Lista utenti taggati

    Ospedale Centrale Regionale di Bolzano

    corsi formazione

    OSPEDALE CENTRALE REGIONALE DI BOLZANO

    Via L. Böhler 5
    39100 Bolzano
    Tel: 0471 908 530
    Fax: 0471 908 909
    sito intenet: http://www.sbbz.it/portal/it/r-ostetricia-01.xml
    e-mail: gine@asbz.it

    Informazioni Generali:

    Pronto soccorso ostetrico: si, direttamente fruibile presso il reparto di ostetricia.
    Reparto TIN (terapia intensiva neonatale): sì.
    Emergenze in grado di affrontare: neonatologia di III livello in grado di gestire complicazioni e patologie neonatali in ogni epoca gestazionale.
    Camera singola: sì, a pagamento, al momento del ricovero è possibile chiederne la disponibilità.
    Orari di visita: i padri e i fratellini possono accedere liberamente nell’intero arco della giornata, i visitatori possono accedere al reparto dalle 15 alle 20, ma soltanto nelle aree riservate (per garantire la privacy delle degenti, sono vietate le visite in camera).

    Preparazione al parto:

    Corso preparto: sì, gratuito, garantito dai consultori locali.
    Richiesta di esami medici per il padre che vuole assistere al parto: no.

    Travaglio e Parto:

    Possibilità di assumere la posizione che si vuole durante il travaglio: sì.
    Possibilità di assumere la posizione che si vuole durante il parto: sì.
    Attrezzature previste nel caso, oltre al letto: lettino da parto multiposizione, materassino, sgabello olandese, palla.
    Numero delle sale parto: 3, più una sala operatoria dedicata alle urgenze ed una destinata agli interventi non urgenti
    Un'unica stanza travaglio/parto (piuttosto che di due stanze separate): sì, tutte le stanze sono sia per il travaglio, sia per il parto.
    Parto in acqua: due delle tre sale parto sono dotate di vasca per il parto o il travaglio in acqua (informarsi prima del parto sulle analisi necessarie per svolgerlo).
    Epidurale: sì, garantita gratuitamente 24h su 24, previa visita anestesiologica da prenotare entro la 36° settimana di gestazione.
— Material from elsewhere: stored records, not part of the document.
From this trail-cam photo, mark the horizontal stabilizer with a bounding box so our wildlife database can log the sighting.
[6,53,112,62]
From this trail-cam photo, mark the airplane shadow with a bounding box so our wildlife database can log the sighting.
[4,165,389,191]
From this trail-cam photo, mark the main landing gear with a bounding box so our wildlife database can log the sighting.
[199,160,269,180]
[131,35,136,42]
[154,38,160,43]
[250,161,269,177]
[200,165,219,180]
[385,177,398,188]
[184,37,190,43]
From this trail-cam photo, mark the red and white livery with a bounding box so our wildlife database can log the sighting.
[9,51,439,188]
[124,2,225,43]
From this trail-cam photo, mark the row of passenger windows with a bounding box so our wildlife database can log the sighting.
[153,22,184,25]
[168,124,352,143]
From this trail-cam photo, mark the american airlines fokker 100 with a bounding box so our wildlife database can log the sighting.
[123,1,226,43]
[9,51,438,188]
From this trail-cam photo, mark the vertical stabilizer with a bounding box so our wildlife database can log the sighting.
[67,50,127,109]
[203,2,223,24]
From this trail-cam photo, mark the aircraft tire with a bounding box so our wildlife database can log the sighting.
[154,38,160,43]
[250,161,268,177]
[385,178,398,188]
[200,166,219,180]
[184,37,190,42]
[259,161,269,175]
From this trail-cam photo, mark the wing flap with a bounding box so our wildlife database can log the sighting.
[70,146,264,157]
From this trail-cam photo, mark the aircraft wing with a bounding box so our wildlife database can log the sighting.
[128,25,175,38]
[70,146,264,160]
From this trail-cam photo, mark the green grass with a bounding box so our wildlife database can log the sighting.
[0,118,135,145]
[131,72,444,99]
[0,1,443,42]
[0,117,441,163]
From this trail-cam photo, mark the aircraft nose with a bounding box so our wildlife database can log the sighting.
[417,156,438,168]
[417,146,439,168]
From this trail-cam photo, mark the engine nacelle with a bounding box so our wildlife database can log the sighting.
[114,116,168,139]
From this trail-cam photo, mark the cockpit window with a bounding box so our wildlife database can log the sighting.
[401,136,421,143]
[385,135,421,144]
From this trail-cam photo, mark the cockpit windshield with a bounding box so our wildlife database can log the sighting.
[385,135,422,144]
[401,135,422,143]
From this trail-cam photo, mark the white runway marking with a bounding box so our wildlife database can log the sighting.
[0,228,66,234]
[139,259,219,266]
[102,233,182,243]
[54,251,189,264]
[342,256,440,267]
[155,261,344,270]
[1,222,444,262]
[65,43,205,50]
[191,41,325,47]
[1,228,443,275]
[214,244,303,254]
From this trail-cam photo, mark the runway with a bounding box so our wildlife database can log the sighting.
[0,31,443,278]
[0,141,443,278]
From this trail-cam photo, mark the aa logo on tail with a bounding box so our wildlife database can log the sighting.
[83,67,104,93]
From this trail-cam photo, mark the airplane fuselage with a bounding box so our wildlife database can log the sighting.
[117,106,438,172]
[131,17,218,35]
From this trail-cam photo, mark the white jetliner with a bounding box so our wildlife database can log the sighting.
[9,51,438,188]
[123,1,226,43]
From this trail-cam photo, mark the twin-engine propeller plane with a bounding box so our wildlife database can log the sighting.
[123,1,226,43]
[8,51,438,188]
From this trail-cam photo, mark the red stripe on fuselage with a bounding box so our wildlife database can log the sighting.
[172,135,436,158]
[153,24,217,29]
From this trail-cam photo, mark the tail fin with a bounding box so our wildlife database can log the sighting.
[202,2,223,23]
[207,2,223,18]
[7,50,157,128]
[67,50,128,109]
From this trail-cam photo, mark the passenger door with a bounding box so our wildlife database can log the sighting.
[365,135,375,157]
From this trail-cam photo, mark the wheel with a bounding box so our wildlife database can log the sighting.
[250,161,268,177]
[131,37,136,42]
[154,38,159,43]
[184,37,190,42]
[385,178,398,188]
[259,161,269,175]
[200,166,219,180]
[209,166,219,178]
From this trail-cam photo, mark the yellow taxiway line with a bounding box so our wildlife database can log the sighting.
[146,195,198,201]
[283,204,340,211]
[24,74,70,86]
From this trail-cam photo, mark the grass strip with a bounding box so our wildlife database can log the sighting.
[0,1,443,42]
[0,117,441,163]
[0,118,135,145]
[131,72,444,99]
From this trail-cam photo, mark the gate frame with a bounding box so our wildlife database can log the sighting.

Ad ogni modo, però, si cerca di evitare il ricorso all’anestesia attraverso altre tecniche di controllo del dolore (travaglio in vasca, aromaterapia, agopuntura, omeopatia).
    Presenza del padre in sala parto: sì, o in alternativa un altro accompagnatore adulto.
    Presenza del padre nel caso di parto cesareo: no.
    Epoca gestazionale di induzione del parto: 41+4.
    Possibilità di effettuare il taglio cesareo "dolce" o con il metodo stark: sì, salvo casi di emergenza.
    Possibilità di donare il cordone ombelicale: sì, nel caso in cui non si sia svolto in precedenza, il colloquio per la donazione viene effettuato in occasione della prima visita a termine (39 settimane).
    Taglio ritardato del cordone ombelicale: sì, se la puerpera lo desidera.
    Possibilita' di effettuare il travaglio di prova per le mamme precesareizzate: sì, è strutturale (nel 2010, il 65% delle mamme con un cesareo alle spalle ha partorito naturalmente).

    Degenza:

    Rooming-in: sì, in generale il bambino è affidato alle cure della madre per l’intera giornata. Su richiesta, le visite pediatriche e le analisi al bambino possono essere effettuate in stanza, alla presenza della madre.
    Nido: sì. Il nido è a disposizione delle mamme, in caso di stanchezza, necessità e durante le visite.
    Presenza del padre in stanza: sì, per l’intera giornata.
    Giorni di degenza: 2-3 nel caso di parto naturale, 3-4 nel caso di parto cesareo. Nel caso in cui si risieda all’interno del territorio regionale, è possibile usufruire del solo servizio parto, per cui, previo parere del pediatra e del neonatologo, si può essere dimesse dopo 2 ore dal parto (in questo caso, l’assistenza è garantita da un’ostetrica a domicilio).
    Possibilità di essere assistite durante le prime cure al bambino: no, l’assistenza è garantita dal personale di servizio.
    Utilizzo del ciuccio in reparto per prassi: no
    L'ospedale fornisce:
    per il neonato: pannolini, vestiti, tutto il necessario per la culletta e per l’igiene.
    per la mamma: assorbenti post parto, mutande a rete, detergente antibatterico, asciugamani per l’uso della vasca da parto.
    Da portare in valigia:
    per il neonato: body a mezza manica/lunga a seconda della stagione e calzine (in generale un cambio per giorno di degenza). Vestitini per l’uscita. Se lo si desidera, è possibile portare i propri vestiti per la durata della degenza.
    per la mamma: camicia da notte, ciabatte, necessario per l’igiene personale. E’ consigliato un reggiseno da allattamento.
    documenti: carta d’identità, tessera sanitaria e documenti gravidanza, esiti del tampone vaginale-rettale.

    Voto Natural:

    Attaccamento del bambino al seno: immediatamente dopo la nascita, se non sussistono problemi.
    Percentuale tagli cesarei: 22,4% nel 2010.
    Percentuale di episiotomie e di uso dell'ossitocina per stimolare le contrazioni: l’episiotomia è praticata solo se strettamente necessaria (uso della ventosa, oppure bambino che fatica ad uscire). L’ossitocina viene usata solo in caso di necessità, non è di routine nemmeno in caso di analgesia.

    Osservazioni:


    Ringraziamo la mammole lavale per la compilazione della scheda.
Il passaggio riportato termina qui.